Maybe. Or maybe not. It depends on the artist – and on your definition of art. And also, on your definition of humanity. After all, what does it even mean to be a person? What constitutes creative activity, and is it really a distinguishing factor between man and beast, or man and machine?
David Revoy, Artwork for the preproduction of the fourth open movie of the Blender Foundation "Tears of Steel" (project Mango), 2012 (CC BY-SA 3.0)
I am grateful to announce that these are questions that far exceed my pay grade. Instead, in this new series, my more modest aim is simply to demystify digital art. What is it? How does it work? How does its market differ from that of traditional media? What threat does AI pose to it? Is it so easy a computer could do it?
Well, first off, as a traditionally trained artist who has struggled for several years now to wrap my head around even basic digital techniques, let me be the first to tell you that it is far more than “art with computers.” It is not easy.

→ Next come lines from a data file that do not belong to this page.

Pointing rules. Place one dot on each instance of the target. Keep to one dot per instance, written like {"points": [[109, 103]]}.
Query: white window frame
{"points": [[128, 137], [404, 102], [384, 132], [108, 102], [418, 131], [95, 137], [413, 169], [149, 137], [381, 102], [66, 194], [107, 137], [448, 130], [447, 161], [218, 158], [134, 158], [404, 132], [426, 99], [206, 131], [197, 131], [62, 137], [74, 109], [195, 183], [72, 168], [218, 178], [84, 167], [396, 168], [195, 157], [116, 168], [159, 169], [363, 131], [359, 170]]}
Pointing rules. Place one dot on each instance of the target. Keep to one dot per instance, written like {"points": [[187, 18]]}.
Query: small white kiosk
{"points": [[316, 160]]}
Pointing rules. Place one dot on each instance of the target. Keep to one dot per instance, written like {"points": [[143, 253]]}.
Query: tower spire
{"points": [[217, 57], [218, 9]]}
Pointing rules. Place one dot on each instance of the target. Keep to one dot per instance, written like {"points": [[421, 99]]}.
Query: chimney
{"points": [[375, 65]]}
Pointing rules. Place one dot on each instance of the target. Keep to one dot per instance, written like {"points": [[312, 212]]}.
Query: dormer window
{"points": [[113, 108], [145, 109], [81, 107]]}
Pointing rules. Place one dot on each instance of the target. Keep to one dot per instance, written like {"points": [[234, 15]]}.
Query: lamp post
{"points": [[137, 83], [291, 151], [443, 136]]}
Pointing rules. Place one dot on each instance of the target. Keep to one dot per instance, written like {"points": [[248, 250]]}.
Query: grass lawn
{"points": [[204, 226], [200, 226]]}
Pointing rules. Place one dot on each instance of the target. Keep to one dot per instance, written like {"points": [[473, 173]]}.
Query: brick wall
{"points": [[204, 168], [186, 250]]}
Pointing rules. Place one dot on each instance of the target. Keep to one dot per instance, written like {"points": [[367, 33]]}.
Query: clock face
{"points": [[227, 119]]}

It is hard. Even with a stylus and tablet that mimic pen and paper as closely as possible, it is still hard. Even with a cogent understanding of the programs that undergird the software’s mechanics, it remains hard. Digital artists rely each day on an ever-changing, carefully constructed world brought about by centuries of advances in mathematics and science. Their mastery and intuition of the medium they’ve chosen can certainly hold up against those of any tangible medium. And despite popular misconception, they must grapple more than anyone with the ideological consequences of their work as we look toward the future of technology. How do they balance their online worlds with “reality”? What does that distinction even mean?
I look forward to exploring with you.